Dono de um carisma impressionante, Padre Haroldo deixou boas lembranças na memória dos campobelenses. (Foto: Redes Sociais)
O sorriso, a alegria, o otimismo e a maneira positiva de encarar a vida sempre fizeram parte da personalidade do Padre Haroldo Hubers Osc (querido Padre Haroldo) que ficará eternamente na memória dos campobelenses. Ele na noite de segunda-feira (07/08), aos 86 anos em Uden na Holanda, sua terra natal. De acordo com Padre Julio C. E Resende, que também pertence a Ordem dos Crúzios, Padre Haroldo havia desenvolvido Alzheimer, e por isso necessitava de atenção especial. Ele trabalhou e viveu em Campo Belo (MG) desde o final dos anos 70, onde também foi pároco da Paróquia Senhor Bom Jesus até 1995.
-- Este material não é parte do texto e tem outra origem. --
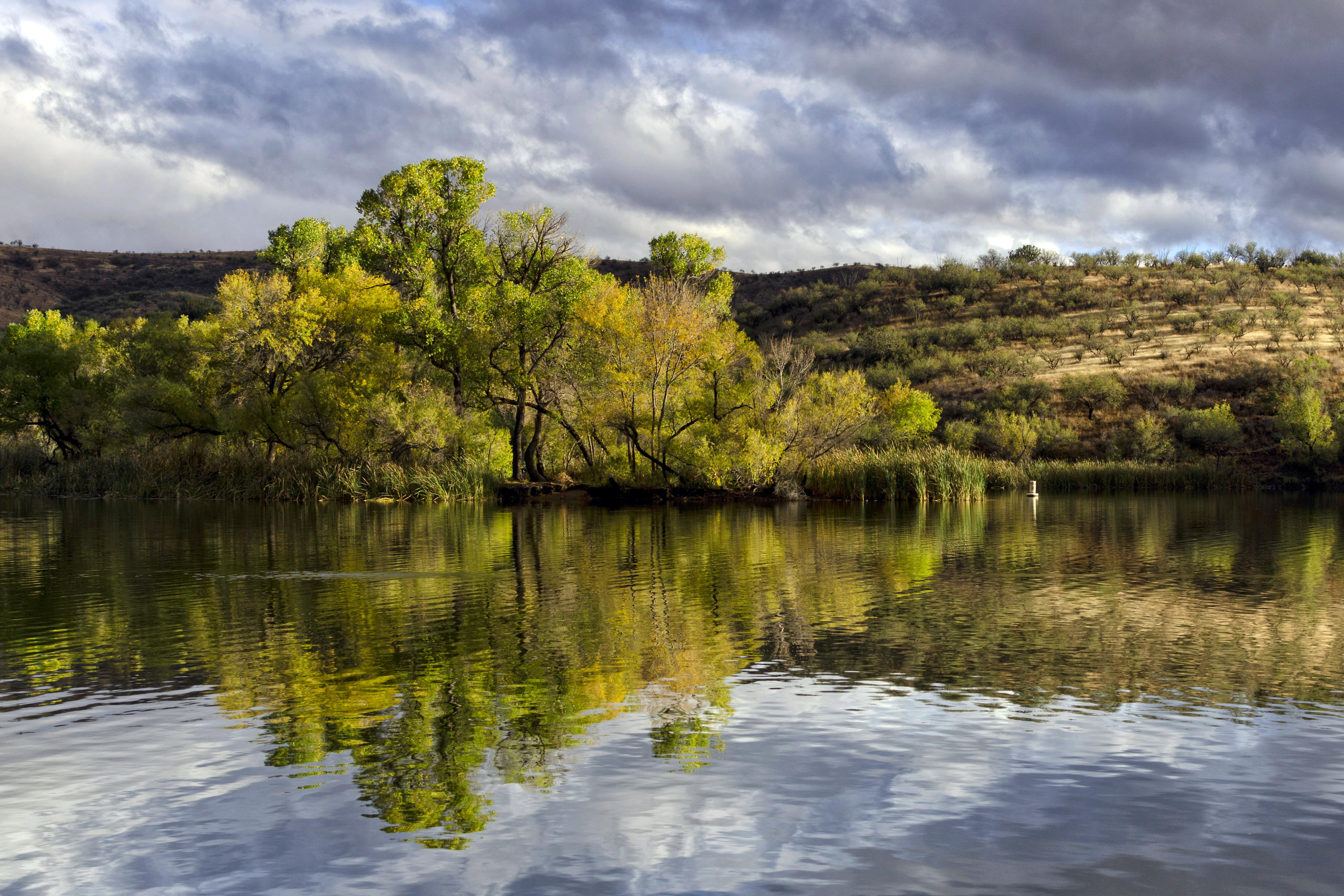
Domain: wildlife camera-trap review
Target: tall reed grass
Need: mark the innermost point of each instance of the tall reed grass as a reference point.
(911, 475)
(1133, 476)
(187, 472)
(944, 475)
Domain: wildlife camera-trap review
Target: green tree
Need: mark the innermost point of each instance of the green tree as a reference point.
(300, 361)
(174, 387)
(1213, 429)
(1306, 424)
(60, 378)
(693, 261)
(1148, 440)
(905, 416)
(310, 242)
(526, 314)
(420, 229)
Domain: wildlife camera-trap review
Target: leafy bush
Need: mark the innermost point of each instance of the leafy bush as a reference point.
(1306, 425)
(960, 434)
(1213, 429)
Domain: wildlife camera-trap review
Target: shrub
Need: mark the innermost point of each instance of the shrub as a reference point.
(1213, 429)
(1092, 393)
(1009, 436)
(1148, 440)
(1054, 440)
(960, 434)
(1023, 397)
(1306, 425)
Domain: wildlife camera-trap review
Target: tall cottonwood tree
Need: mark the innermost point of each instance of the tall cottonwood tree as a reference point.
(523, 318)
(421, 230)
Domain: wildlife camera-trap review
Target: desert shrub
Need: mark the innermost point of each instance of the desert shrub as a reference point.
(1023, 397)
(1147, 438)
(1183, 324)
(882, 375)
(1212, 429)
(1054, 440)
(1306, 425)
(960, 434)
(1009, 436)
(1092, 391)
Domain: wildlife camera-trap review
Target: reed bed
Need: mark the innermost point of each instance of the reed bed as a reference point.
(945, 475)
(1133, 476)
(912, 475)
(185, 473)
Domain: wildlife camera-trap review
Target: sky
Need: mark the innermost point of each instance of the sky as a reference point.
(795, 132)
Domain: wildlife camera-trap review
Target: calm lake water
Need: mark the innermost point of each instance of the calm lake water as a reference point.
(1136, 695)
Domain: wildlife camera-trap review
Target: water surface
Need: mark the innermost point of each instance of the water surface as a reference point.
(1131, 695)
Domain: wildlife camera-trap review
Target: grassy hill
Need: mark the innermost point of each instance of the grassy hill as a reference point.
(1018, 340)
(108, 285)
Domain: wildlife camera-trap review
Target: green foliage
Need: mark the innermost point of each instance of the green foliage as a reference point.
(1213, 429)
(905, 416)
(1148, 440)
(960, 434)
(310, 244)
(1306, 424)
(60, 378)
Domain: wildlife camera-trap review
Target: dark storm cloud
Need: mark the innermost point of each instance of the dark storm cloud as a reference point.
(1072, 123)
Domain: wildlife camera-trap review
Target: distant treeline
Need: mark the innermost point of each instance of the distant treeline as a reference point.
(429, 336)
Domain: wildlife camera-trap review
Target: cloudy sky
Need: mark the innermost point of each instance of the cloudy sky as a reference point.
(796, 132)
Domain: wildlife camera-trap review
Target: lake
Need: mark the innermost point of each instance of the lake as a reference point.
(1093, 695)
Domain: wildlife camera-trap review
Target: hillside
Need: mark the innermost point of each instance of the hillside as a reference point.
(108, 285)
(1025, 361)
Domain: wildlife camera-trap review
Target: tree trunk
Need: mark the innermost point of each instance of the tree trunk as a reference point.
(534, 464)
(517, 441)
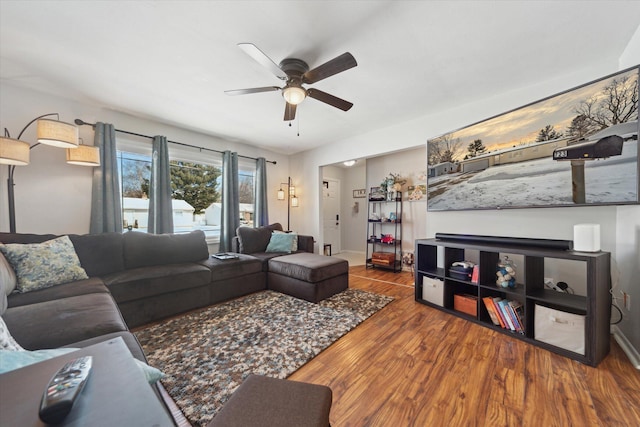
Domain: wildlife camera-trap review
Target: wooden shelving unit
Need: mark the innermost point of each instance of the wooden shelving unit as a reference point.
(594, 307)
(376, 227)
Segundo o Sacerdote, Padre Haroldo voltou para Campo Belo em 2005, permanecendo até 2012 no Colégio Dom Cabral, que pertence a Ordem Santa Cruz. Padre Julio, conheceu o religioso em Juiz de Fora na época do seminário. Trabalharam juntos na paróquia de 95 a 2000. “Das grandes contribuições que nos deixou uma delas era a alegria. Ele era um ser humano sensível a realidade das pessoas. Excelente comunicador. Facilidade de se comunicar, é um testemunho que ele nos deixou. Ela se aproximava das pessoas, independentemente da idade, conseguia cativar. Ele nos inspirou”, pontuou.
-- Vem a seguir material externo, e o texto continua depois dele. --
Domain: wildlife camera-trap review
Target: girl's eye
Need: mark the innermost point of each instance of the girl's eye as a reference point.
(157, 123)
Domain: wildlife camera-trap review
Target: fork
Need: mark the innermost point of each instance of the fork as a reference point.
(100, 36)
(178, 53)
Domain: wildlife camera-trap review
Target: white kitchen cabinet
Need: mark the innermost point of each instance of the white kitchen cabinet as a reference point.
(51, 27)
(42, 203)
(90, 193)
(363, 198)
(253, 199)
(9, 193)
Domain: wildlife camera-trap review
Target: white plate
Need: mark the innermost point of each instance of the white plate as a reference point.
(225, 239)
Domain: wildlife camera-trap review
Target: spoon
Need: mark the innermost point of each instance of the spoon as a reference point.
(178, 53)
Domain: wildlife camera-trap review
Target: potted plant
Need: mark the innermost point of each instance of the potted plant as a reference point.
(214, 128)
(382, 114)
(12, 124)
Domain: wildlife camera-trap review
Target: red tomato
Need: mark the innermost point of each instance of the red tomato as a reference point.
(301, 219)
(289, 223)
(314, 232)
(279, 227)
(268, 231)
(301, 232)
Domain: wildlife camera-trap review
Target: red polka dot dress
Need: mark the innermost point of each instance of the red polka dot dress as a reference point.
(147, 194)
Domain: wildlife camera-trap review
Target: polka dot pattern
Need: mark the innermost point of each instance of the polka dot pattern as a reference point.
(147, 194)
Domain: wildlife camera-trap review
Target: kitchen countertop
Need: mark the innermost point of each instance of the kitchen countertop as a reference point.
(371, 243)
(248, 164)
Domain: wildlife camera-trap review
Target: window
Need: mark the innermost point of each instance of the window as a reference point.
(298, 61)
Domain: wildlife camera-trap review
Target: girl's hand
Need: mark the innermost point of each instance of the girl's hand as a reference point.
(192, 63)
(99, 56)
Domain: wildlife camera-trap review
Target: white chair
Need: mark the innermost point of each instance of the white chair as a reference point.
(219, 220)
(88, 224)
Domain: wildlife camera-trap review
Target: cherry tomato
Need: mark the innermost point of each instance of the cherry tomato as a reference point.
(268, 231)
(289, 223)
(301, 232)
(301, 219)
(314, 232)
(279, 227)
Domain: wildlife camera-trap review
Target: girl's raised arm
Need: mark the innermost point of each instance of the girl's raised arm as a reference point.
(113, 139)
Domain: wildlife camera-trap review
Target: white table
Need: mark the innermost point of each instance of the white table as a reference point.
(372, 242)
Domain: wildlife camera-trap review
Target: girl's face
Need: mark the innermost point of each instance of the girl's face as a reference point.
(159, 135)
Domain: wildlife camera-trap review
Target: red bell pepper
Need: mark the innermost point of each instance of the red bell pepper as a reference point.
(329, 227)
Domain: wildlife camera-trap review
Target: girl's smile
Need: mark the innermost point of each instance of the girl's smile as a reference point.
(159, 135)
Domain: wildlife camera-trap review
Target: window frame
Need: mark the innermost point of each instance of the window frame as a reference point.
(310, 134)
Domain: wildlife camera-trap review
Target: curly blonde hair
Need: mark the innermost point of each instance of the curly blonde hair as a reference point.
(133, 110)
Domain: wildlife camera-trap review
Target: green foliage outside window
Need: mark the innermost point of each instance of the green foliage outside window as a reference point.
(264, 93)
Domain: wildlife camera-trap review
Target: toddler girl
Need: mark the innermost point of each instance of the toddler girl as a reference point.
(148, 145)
Em nota, o Colégio Dom Cabral lamentou o falecimento do sacerdote. “Recebemos a notícia do falecimento do nosso amigo Padre Haroldo, homem de fé, conselheiro, Crúzio, muito querido por nós e por todos os campobelenses. Sabemos que está na presença do Pai. Sua alegria e amor ao próximo serão sempre lembrados por nós”, postou à direção no site da Instituição Educacional.
Inspirações
Padre Haroldo participou da formação religiosa e educacional de milhares de pessoas. Muitas se recordam com carinho daquele ser humano fantástico, que era amigo e conselheiro de muitos. Quem não se lembra dele dando voltas de bicicleta pelas ruas da cidade? Brincando com a juventude? Sempre com um sorriso estampado no rosto! “Sim, as missas celebradas por ele nunca foram cansativas,” recordam campobelenses.
Uma delas é Maria Silmara Lemes Unterkircher. “Que triste! Ele foi um grande homem, amoroso acolhedor amigo alegre. Sempre bem-humorado. Nunca o vi triste”, lembrou.
A farmacêutica Lílian Patrícia também lamentou a morte do religioso. Em sua memória ficou boas lembranças. Entre elas, a sua primeira comunhão. As missas celebradas por ele havia sempre a participação de jovens. “Ele sempre selecionava um jovem para ler primeira ou segunda leitura. Era muita comunicação”, disse Lílian que se comoveu ao saber do falecimento do padre.